Analysis of circulating miRs from serum or plasma can be severely distorted by hemolysis during preparation [93], and little information can be drawn on source or effector cells. Blood sample processing and isolation of PBMC prior to analysis affects gene regulation within hours and may affect miR transcription even more rapidly [94,95,96]. In contrast, our approach allowed us to create a direct snap shot of the transcriptomic state, since all cells were immediately lysed and total RNA was stabilized [97]. However, several limitations must be addressed. Our assignment of miRs towards particular blood cell types relied on a database mapping approach and was not directly assessed. Only FMS patients with normal routine blood assessment results were included [35] to avoid conditions in which aberrant miR expression patterns may be affected by blood cell distributions, but we did not analyze single blood cell type percentages. Finally, expression changes of targets restricted to a single blood cell subtype or transcripts diametrically regulated across blood cells subtypes are likely masked within global blood RNA and can therefore not be identified via qRT-PCR. Experiments with sorted blood cells are necessary to disentangle immune-related mechanisms in the pathophysiology of FMS related to CholinomiRs, which may be particularly relevant for the identified genes involved in circadian rhythmicity.
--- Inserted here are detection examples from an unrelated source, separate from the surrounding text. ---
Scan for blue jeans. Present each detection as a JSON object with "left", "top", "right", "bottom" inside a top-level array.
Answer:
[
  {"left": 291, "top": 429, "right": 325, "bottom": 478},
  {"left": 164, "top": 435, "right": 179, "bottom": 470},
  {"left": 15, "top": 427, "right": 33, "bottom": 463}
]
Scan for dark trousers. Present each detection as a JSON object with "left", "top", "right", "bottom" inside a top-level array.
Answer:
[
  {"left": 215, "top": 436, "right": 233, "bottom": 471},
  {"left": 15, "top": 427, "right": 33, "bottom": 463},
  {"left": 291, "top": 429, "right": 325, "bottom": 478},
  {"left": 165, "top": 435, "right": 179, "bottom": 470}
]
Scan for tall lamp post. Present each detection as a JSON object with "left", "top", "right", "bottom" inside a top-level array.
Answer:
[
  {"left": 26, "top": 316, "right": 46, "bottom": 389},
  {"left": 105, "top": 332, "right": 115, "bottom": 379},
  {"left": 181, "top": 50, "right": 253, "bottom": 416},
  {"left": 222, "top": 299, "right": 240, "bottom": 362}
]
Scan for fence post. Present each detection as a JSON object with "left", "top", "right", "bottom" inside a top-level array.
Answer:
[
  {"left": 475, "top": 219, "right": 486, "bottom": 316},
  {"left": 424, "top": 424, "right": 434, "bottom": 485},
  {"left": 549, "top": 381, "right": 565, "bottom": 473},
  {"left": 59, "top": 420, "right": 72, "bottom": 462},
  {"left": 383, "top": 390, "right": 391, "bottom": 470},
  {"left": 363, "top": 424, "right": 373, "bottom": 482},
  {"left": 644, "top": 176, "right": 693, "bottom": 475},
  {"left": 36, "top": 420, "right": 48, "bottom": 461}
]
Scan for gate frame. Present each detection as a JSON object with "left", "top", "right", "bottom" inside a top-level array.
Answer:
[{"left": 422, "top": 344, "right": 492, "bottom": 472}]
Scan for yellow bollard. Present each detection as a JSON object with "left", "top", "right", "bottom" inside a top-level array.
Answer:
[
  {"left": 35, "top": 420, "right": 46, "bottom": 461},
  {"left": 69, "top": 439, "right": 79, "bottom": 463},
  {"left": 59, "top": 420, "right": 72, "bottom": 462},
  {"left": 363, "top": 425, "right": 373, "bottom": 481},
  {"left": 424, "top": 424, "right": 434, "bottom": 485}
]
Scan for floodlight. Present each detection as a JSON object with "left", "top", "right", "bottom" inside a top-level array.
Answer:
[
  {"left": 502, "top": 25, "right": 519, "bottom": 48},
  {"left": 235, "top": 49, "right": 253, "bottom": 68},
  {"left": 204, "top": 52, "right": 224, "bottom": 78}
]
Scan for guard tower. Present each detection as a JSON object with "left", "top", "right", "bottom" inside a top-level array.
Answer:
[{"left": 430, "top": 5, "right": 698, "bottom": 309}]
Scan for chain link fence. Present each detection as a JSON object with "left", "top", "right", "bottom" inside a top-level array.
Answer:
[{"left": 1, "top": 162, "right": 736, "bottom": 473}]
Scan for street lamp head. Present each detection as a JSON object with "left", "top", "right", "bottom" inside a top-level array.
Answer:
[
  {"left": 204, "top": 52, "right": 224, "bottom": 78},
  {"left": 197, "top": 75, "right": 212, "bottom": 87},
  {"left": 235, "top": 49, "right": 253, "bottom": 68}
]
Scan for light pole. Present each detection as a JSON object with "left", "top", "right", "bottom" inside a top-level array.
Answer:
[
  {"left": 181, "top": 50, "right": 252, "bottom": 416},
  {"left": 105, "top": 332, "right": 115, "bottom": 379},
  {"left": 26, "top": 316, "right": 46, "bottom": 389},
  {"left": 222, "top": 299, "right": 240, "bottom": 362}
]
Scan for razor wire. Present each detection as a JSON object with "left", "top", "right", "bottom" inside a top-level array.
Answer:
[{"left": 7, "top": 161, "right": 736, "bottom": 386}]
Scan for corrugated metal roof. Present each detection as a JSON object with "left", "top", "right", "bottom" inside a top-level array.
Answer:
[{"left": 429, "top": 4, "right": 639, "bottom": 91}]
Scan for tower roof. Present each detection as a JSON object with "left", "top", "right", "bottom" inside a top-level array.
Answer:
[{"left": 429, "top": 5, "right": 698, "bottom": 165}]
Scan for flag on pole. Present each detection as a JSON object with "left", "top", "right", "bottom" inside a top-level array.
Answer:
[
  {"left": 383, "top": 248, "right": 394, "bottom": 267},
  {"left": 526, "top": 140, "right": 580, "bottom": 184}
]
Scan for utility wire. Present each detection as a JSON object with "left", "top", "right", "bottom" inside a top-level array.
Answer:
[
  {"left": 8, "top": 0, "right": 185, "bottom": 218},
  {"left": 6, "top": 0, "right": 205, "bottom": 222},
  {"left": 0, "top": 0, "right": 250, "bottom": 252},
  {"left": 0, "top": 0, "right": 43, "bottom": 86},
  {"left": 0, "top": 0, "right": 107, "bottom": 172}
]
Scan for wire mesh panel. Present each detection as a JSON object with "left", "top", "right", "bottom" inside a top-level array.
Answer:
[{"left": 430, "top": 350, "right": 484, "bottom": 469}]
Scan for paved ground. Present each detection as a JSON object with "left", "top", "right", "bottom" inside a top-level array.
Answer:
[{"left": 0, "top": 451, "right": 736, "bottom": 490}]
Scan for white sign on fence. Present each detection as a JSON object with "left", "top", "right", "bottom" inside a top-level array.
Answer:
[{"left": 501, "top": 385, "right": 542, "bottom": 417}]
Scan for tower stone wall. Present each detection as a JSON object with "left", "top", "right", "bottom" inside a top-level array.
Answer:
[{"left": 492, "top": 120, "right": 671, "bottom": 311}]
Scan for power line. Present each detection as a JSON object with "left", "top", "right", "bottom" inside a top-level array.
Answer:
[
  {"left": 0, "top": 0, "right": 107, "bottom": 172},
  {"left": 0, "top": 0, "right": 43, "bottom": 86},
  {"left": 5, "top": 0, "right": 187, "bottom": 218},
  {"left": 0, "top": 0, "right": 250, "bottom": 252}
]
FMS and control blood was obtained via Tempus tubes, and PD patient and respective control blood collection employed the PAX system. Both systems rely on direct cell lysis and RNA stabilization; nevertheless, a previous study called for caution in cross-evaluation of expression levels between both systems [98]. To avoid fallacious conclusions, we only compared whether global deregulation of CholinomiRs was seen against their respective control cohort. Importantly, small non-coding RNA regulators also comprise a recently introduced class of tRNA fragments (tRF) with diverse cellular roles, including mRNA repression, that can take over miR functions in a ‘changing of the guards’ manner [60,99]. Hence, to gain insight into the detailed small RNA landscape, tRF analysis needs to be addressed in future studies for both FMS and PD.

6. Conclusions

We investigated systemic blood CholinomiR signatures in women with FMS and compared our data with those of healthy controls and patients with PD associated with somatic pain as disease controls. CholinomiRs play an important role in neurodegenerative and inflammatory diseases. In FMS subgroups, degeneration of peripheral small nerve fibers was observed, and inflammatory bowel disease and affective cognitive symptoms were common comorbidities. We found a distinct CholinomiR signature, which distinguishes FMS from healthy subjects and PD patients as disease controls and links these CholinomiRs with downstream immune-related mRNA transcripts. These findings provide evidence for miR regulation of immune cell processes in FMS with an emphasis on the systemic cholinergic system. Although the exact pathophysiological mechanisms remain unclear, CholinomiRs emerge as important post-transcriptional regulators, which may mediate pathological pro-inflammatory or compensatory effects in immune cells of FMS patients.